Search code examples
pythonjsoncsvapache-beamapache-beam-io

Use Apache beam `GroupByKey` and construct a new column - Python


From this question: How to group data and construct a new column - python pandas?, I know how to groupby multiple columns and construct a new unique id by using pandas, but if I want to use Apache beam in Python to achieve the same thing that is described in that question, how can I achieve it and then write the new data to a newline delimited JSON format file (each line is one unique_id with an array of objects that belong to that unique_id)?

Assuming the dataset is stored in a csv file.

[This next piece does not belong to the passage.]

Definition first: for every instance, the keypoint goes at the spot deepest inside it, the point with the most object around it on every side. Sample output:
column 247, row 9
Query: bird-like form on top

I'm new to Apache beam, here's what I have now:

import pandas
import apache_beam as beam
from apache_beam.dataframe.io import read_csv

with beam.Pipeline() as p:
    df = p | read_csv("example.csv", names=cols)
    agg_df = df.insert(0, 'unique_id',
          df.groupby(['postcode', 'house_number'], sort=False).ngroup())
    agg_df.to_csv('test_output')        

This gave me an error:

NotImplementedError: 'ngroup' is not yet supported (BEAM-9547)

This is really annoying, I'm not very familiar with Apache beam, can someone help please...

(ref: https://beam.apache.org/documentation/dsls/dataframes/overview/)


Solution

  • Assigning consecutive integers to a set is not something that's very amenable to parallel computation. It's also not very stable. Is there any reason another identifier (e.g. the tuple (postcode, house_number) or its hash would not be suitable?